Polish and Romanian nationals accounted for almost half of last year’s near-record numbers, with around 4,100 Poles and 3,900 Romanians coming to Denmark to work. Some 1,800 came from Lithuania and another 1,200 from Bulgaria. 
 
An OECD report from December showed that Poles and Romanians are the fastest-growing group of immigrants in Denmark. 
 
 
The anti-immigration Danish People’s Party (DF) said that sharp influx of eastern European workers are taking jobs from Danes.
 
“It can make it harder to get more Danes into the labour market when it is so easy to bring in workers from other countries,” DF spokesman Martin Henriksen told Finans. 
 
Within fellow opposition party Venstre, however, the interpretation was quite different. 
 
“I can understand why eastern Europeans come to Denmark to work.
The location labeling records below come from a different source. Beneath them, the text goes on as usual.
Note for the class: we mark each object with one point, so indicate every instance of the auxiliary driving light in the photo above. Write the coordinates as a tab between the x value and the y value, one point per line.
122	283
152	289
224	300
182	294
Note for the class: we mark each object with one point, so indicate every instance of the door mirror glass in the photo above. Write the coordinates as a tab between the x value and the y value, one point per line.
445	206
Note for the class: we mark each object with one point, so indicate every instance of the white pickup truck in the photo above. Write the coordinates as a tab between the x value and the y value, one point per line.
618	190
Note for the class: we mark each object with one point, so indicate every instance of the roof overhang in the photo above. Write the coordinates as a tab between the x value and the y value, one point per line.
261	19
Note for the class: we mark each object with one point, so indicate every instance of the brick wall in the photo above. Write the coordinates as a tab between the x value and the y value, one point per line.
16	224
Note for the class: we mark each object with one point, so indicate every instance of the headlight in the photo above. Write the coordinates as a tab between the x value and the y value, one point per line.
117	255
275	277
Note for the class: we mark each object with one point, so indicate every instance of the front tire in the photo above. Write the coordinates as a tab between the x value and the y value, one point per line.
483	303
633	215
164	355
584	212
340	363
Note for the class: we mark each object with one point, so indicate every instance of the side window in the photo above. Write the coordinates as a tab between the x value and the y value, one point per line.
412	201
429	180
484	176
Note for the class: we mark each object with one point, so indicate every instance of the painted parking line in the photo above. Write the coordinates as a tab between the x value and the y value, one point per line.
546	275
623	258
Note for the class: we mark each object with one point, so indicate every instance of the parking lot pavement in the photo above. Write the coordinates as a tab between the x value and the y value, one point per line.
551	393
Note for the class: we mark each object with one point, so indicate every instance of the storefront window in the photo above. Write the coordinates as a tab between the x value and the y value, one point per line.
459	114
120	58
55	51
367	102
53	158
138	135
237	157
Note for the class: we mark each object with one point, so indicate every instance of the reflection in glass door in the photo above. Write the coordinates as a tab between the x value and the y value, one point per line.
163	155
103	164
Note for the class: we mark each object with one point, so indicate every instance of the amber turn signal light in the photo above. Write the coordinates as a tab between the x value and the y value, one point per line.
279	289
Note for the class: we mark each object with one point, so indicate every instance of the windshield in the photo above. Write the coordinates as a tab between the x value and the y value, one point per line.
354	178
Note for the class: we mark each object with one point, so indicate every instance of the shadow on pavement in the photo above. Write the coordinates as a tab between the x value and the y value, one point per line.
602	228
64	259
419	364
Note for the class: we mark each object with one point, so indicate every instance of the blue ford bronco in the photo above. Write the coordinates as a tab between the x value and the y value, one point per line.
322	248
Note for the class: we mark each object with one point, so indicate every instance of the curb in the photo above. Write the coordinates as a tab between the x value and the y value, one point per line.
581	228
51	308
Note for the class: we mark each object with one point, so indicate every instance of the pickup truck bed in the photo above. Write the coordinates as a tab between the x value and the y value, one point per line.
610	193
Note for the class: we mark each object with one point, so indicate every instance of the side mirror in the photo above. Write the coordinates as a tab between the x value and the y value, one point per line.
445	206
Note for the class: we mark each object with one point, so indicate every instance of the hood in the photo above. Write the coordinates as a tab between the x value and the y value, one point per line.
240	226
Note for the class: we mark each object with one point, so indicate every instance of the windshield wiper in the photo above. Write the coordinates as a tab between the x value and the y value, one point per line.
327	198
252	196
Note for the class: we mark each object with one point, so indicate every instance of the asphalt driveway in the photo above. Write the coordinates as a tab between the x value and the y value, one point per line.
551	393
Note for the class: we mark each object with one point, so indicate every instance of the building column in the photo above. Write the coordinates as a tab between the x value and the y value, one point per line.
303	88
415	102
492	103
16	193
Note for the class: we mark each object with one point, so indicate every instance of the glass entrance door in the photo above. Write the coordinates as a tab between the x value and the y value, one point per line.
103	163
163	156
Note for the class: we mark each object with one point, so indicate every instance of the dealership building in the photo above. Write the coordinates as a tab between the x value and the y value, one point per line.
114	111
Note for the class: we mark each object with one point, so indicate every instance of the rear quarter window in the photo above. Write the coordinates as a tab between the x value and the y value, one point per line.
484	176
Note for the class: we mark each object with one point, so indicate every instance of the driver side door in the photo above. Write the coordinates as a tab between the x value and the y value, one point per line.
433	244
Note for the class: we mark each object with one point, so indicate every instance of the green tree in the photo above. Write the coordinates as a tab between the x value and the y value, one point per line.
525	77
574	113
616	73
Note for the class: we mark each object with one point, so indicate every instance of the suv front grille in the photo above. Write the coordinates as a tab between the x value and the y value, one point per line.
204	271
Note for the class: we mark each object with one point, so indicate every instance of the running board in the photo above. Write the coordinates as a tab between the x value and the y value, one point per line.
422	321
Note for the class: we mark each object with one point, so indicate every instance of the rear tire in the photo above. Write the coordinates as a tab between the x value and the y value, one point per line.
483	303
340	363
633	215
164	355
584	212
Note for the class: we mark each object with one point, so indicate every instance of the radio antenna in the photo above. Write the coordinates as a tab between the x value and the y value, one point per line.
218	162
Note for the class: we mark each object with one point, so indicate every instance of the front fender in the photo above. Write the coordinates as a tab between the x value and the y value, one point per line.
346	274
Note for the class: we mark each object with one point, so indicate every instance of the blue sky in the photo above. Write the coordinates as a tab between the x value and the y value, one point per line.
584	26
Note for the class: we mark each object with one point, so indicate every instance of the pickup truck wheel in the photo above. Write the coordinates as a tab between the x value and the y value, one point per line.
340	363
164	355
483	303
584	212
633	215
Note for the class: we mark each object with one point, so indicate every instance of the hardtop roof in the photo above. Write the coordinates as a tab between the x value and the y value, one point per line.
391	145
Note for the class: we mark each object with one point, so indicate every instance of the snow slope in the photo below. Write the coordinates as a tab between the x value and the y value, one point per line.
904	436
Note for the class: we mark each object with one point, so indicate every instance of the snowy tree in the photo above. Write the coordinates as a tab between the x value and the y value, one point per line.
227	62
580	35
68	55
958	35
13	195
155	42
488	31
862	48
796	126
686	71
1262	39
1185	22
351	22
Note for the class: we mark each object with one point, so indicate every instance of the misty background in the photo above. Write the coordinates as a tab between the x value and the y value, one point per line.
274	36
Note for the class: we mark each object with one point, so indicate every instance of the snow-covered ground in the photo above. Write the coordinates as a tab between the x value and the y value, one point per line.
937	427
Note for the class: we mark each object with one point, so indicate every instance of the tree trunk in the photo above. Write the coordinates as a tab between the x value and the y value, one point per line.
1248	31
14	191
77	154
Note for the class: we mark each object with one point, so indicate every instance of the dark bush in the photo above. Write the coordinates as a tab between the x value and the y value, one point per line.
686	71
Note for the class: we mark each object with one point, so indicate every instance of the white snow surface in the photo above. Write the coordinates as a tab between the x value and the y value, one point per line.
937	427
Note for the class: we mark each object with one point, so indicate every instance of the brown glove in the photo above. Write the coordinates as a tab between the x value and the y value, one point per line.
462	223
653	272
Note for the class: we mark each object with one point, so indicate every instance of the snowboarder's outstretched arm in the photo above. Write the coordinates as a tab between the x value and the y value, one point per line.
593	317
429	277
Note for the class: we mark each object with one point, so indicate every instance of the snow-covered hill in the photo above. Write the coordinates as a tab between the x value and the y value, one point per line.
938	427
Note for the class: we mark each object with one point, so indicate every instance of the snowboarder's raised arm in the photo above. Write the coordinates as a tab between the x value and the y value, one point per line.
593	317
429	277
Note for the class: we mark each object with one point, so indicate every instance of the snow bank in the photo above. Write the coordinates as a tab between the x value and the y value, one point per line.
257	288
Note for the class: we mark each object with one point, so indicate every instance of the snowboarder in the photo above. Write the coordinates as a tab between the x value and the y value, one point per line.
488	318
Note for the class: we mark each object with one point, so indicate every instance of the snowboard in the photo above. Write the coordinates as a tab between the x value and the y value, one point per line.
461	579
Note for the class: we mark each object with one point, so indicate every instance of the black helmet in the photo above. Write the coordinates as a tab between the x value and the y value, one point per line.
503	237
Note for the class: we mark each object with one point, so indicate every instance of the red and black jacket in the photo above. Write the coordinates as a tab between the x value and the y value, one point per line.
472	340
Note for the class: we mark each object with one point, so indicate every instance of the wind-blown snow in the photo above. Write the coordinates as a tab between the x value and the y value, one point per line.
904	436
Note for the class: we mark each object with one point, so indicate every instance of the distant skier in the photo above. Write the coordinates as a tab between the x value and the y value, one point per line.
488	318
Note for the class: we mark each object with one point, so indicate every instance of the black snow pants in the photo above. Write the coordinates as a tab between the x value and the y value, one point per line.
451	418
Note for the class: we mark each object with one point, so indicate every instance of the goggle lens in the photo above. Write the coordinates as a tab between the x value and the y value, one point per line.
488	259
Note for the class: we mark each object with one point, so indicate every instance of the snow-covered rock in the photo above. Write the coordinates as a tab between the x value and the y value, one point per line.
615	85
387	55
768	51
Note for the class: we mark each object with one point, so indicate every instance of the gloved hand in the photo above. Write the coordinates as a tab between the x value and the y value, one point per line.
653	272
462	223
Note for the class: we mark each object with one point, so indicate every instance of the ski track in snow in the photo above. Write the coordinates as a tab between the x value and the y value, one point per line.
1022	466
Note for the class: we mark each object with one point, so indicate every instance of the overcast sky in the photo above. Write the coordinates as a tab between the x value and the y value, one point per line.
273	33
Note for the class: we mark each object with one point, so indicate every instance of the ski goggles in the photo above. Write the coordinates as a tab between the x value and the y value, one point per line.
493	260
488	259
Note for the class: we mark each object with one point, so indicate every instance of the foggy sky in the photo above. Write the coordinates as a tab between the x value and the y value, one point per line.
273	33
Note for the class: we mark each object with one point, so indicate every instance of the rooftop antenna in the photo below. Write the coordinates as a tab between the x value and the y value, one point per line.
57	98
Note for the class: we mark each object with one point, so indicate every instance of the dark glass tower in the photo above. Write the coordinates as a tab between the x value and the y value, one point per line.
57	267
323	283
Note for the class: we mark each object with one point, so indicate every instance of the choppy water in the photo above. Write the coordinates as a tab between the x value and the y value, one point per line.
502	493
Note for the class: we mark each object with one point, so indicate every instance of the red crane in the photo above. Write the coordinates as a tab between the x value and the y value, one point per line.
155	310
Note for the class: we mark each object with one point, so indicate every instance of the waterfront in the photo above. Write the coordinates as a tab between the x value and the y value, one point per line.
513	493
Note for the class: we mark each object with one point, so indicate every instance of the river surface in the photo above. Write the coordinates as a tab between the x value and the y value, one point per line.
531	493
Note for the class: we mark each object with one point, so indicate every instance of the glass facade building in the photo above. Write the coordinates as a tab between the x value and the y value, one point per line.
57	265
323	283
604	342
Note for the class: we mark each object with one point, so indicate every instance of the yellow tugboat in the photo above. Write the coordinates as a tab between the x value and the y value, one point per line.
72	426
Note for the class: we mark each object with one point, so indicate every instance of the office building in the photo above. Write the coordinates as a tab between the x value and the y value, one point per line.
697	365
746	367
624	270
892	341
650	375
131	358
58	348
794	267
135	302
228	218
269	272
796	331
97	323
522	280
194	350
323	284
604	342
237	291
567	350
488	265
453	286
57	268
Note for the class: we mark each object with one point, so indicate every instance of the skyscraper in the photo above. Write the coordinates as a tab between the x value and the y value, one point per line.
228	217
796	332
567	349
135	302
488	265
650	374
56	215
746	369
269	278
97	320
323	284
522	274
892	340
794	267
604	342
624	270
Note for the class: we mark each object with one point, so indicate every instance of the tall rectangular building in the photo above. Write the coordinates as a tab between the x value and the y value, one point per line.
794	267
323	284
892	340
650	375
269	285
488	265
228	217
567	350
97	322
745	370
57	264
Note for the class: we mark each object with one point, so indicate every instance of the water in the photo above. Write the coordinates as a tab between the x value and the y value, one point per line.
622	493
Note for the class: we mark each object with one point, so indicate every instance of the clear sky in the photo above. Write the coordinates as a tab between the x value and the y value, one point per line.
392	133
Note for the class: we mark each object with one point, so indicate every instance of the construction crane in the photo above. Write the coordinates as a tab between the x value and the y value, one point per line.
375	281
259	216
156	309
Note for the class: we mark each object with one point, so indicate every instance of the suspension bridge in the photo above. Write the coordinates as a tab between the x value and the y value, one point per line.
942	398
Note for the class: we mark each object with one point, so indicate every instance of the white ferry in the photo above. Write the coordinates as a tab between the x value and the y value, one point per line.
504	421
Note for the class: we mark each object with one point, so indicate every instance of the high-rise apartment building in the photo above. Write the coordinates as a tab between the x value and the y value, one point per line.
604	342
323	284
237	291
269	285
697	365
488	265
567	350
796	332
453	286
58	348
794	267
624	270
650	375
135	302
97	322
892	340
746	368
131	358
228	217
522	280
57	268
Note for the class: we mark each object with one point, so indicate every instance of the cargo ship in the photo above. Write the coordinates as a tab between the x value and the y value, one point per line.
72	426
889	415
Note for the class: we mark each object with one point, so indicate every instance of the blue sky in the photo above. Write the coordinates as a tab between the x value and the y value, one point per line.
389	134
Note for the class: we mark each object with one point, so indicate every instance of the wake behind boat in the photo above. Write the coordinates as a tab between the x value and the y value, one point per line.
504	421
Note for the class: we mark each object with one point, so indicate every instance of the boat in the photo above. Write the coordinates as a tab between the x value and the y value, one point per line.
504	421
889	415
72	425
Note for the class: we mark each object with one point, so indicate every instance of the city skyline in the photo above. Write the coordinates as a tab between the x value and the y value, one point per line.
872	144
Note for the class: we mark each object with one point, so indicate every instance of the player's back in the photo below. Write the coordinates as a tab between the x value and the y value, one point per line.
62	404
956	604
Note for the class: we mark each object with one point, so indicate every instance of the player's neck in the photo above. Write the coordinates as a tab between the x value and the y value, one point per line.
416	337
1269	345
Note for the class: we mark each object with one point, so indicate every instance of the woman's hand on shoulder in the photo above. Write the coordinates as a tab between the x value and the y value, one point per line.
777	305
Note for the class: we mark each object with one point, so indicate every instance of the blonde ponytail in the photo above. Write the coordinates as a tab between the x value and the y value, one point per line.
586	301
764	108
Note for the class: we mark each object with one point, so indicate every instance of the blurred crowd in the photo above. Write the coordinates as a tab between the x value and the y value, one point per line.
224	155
But I think the numbers would be significantly lower if we ensured that it paid to work,” Venstre’s Hans Andersen told Finans, saying that the high levels of public support received by the roughly 130,000 unemployed Danes zap their motivation to find a job. 
 
The ruling Social Democrats had yet another take, with party spokesman Lennart Damsbo-Andersen telling Finans that the 15 percent increase in Europeans coming to Denmark to work shows that “there is room for more people in the Danish job market”.